Nicky Hager says tax havens are more about secrecy, and points to companies avoiding millions of dollars of tax. .

But the head of the Cook Islands Financial Development Authority, Jenner Davis, says in 2003, the Cook Islands passed a host of legislation regulating the offshore finance sector.

Transactions today aren't really about secrecy. It's about privacy, often, because the extremely wealthy in the world, that's often what they are seeking with their wealth management structures, so they're not hounded by every financial advisor and accountant. There's nothing secret from the authorities here in the Cook Islands. They can go in and evaluate the files, and evaluate the processes by which the trust companies are monitoring their obligations.

New Zealand's Inland Revenue will investigate links in off-shore tax havens.

The Revenue Minister, Peter Dunne, says Inland Revenue will investigate any allegations relating to tax avoidance.

Any opportunity we get to track down New Zealand taxpayers who are evading taxes that they should be paying to New Zealand, we will pursue.

The Cook Islands finance minister, Mark Brown, says while wanting to protect confidentiality, the Cook Islands is mindful that it needs to exchange tax information, and has agreements with 16 countries.

He says the Cooks already works closely with New Zealand authorities, and times have changed since the wine box inquiry.

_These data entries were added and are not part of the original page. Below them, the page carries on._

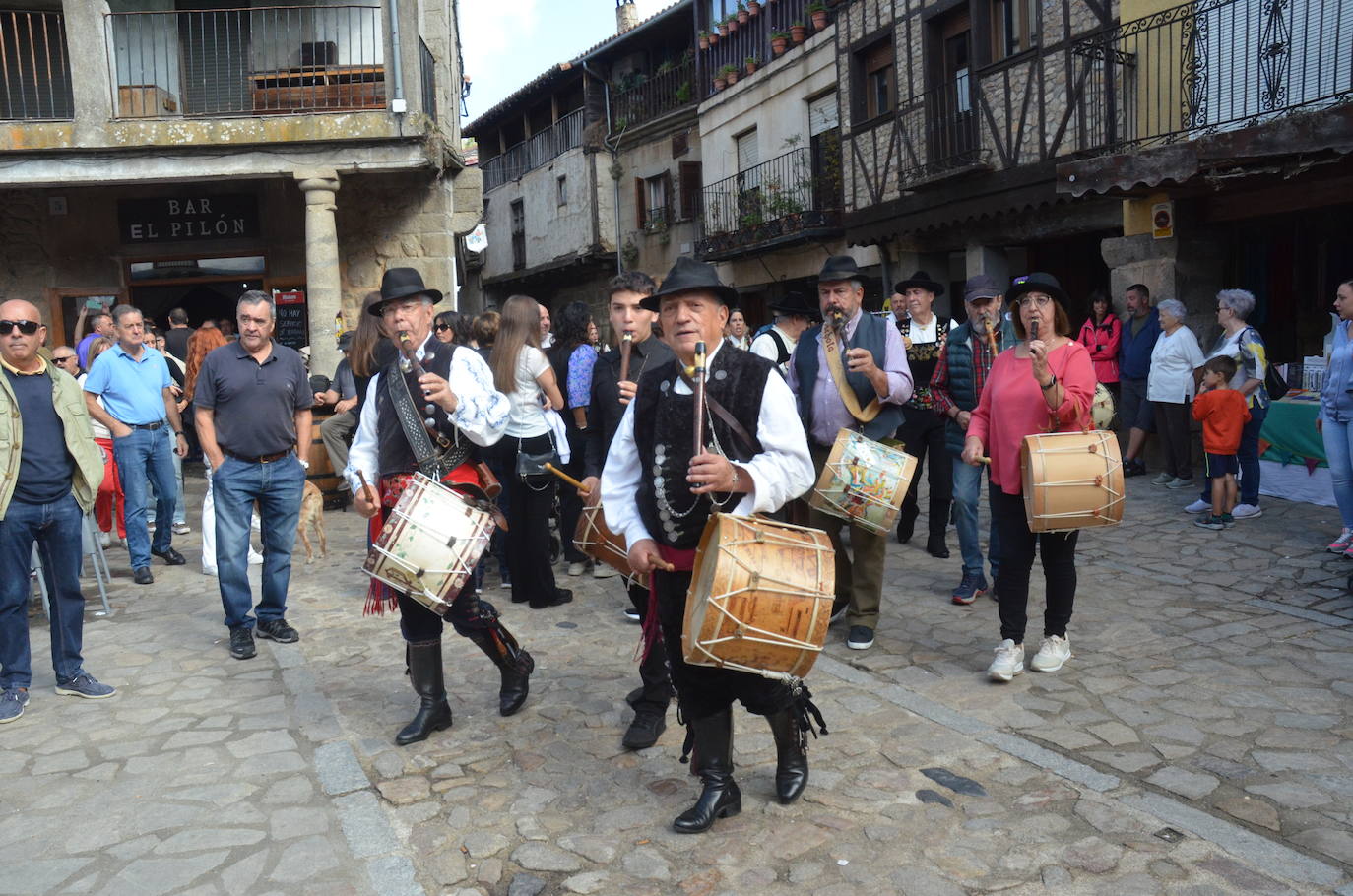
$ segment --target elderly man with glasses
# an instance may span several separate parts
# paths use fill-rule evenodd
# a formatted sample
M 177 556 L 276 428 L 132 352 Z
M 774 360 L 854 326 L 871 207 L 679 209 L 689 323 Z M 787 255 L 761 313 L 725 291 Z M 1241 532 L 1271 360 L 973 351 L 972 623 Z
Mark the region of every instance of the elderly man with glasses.
M 81 667 L 84 594 L 80 537 L 103 482 L 80 386 L 47 364 L 38 346 L 47 328 L 28 302 L 0 305 L 0 723 L 28 704 L 28 570 L 37 544 L 51 616 L 57 693 L 99 700 L 115 690 Z M 66 349 L 69 351 L 69 349 Z

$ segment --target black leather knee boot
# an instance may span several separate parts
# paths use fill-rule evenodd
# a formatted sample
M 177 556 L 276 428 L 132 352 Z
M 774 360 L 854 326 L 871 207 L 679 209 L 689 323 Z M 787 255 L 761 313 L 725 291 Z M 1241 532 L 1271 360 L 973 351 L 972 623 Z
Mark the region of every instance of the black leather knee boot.
M 678 834 L 701 834 L 714 824 L 743 811 L 743 792 L 733 781 L 733 713 L 724 709 L 713 716 L 690 721 L 695 740 L 691 758 L 695 774 L 704 781 L 695 805 L 672 822 Z
M 395 735 L 400 747 L 426 740 L 433 731 L 451 727 L 451 704 L 446 702 L 446 682 L 441 670 L 441 640 L 406 644 L 409 679 L 418 694 L 418 712 Z
M 792 709 L 781 709 L 766 716 L 775 735 L 775 796 L 785 805 L 800 797 L 808 786 L 808 750 L 804 732 L 798 728 Z
M 530 673 L 536 669 L 536 660 L 530 658 L 517 639 L 511 636 L 501 623 L 492 628 L 472 631 L 467 637 L 484 651 L 488 659 L 494 660 L 502 674 L 502 688 L 498 690 L 498 713 L 510 716 L 526 702 L 530 693 Z

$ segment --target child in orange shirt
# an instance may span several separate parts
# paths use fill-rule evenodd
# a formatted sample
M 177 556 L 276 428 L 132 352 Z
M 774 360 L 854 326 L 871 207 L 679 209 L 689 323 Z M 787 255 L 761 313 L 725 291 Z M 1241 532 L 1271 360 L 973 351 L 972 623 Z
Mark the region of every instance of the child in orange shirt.
M 1235 360 L 1220 355 L 1203 365 L 1203 391 L 1193 399 L 1193 420 L 1203 424 L 1203 468 L 1212 479 L 1212 513 L 1193 521 L 1204 529 L 1230 529 L 1235 525 L 1231 509 L 1239 491 L 1235 474 L 1241 471 L 1235 452 L 1241 448 L 1241 430 L 1250 420 L 1245 395 L 1230 387 Z

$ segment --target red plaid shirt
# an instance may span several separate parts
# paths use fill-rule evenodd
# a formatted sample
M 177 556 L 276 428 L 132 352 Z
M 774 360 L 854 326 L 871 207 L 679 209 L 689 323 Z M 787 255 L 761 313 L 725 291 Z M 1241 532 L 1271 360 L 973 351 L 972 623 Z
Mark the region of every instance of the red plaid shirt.
M 985 336 L 978 336 L 973 333 L 969 340 L 973 349 L 973 384 L 977 387 L 977 398 L 982 397 L 982 390 L 986 387 L 986 378 L 992 372 L 992 363 L 996 360 L 996 355 L 992 353 L 992 345 L 986 341 Z M 996 330 L 996 342 L 1000 346 L 1001 332 Z M 931 375 L 930 383 L 931 399 L 935 402 L 935 411 L 948 417 L 958 405 L 954 403 L 954 397 L 948 394 L 948 342 L 944 342 L 944 348 L 940 349 L 939 361 L 935 364 L 935 374 Z

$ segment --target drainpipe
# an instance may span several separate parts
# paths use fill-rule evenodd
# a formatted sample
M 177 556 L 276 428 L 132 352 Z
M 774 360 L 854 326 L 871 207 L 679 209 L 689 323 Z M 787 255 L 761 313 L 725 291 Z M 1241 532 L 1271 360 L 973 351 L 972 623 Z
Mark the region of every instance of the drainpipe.
M 390 111 L 395 115 L 403 115 L 409 111 L 409 104 L 405 102 L 405 60 L 403 49 L 399 43 L 399 0 L 390 0 L 390 53 L 394 60 L 390 66 L 391 80 L 394 81 L 394 96 L 390 100 Z M 426 110 L 423 110 L 426 114 Z
M 606 137 L 602 137 L 601 143 L 610 153 L 612 169 L 614 169 L 614 166 L 620 164 L 620 137 L 616 137 L 616 143 L 612 145 L 612 142 L 610 142 L 610 81 L 607 81 L 606 79 L 603 79 L 602 76 L 599 76 L 590 65 L 587 65 L 587 60 L 582 61 L 582 66 L 583 66 L 583 72 L 586 72 L 587 74 L 591 74 L 594 79 L 597 79 L 598 81 L 601 81 L 602 96 L 605 96 L 605 104 L 606 104 Z M 616 206 L 614 206 L 614 215 L 613 215 L 616 218 L 616 273 L 624 273 L 625 272 L 625 260 L 622 257 L 624 253 L 621 252 L 621 245 L 620 245 L 620 177 L 616 177 L 614 173 L 613 173 L 612 179 L 610 179 L 610 183 L 612 183 L 612 187 L 616 191 Z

We've spent a lot of time and taken a lot of effort to try and shake this unsavoury reputation, which has followed us around, and I have to say the Cooks has done a lot in the last 10 years. There's been numerous assessments done on the Cook Islands, as well as other countries in the region to make sure that they are complying with international standards.

Mark Brown says there is a lot New Zealand needs to do to in terms of tightening up its own financial services jurisdiction.